In my time working in the software industry, I have encountered recurring issues involving versioning. Which version scheme should we use for project X? When should we bump the major version? Is this pull request a breaking change? We want to cut a new release, but what should the next version be?
Versioning schemes communicate new features, bug fixes, and even breaking changes to our users. Some schemes are like a contract with users, giving them guarantees for types of version changes. For instance, a major version bump from version 2.4 to 3.0 usually implies a breaking change and a substantial new functionality. Consumers of software (e.g., Linux distributions) can decide when and how to use the new versions.

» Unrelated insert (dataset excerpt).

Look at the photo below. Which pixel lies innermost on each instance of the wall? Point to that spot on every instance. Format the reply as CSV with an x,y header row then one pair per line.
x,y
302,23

But not all versioning schemes are equal. Some schemes are more expressive than others. My personal favorite is semantic versioning, which I will elaborate on later in this article. Other versioning issues are naming and tagging container images. This topic comes up all the time in communications with customers, partners, and the community.
In this article, I will share my lessons learned about naming, tagging, and versioning container images and software. Being decisive in answering the following questions will prevent future headaches and make our lives easier. Are we in control over changes? Which changes can we expect from updates? Is the latest
tag any good? What are the advantages and disadvantages of referencing an image by digest? What is semantic versioning? I will attempt to provide answers to these questions and more.
What is an image reference
Let’s discuss terminology before digging into the details of naming and tagging conventions, versioning schemes, and digests.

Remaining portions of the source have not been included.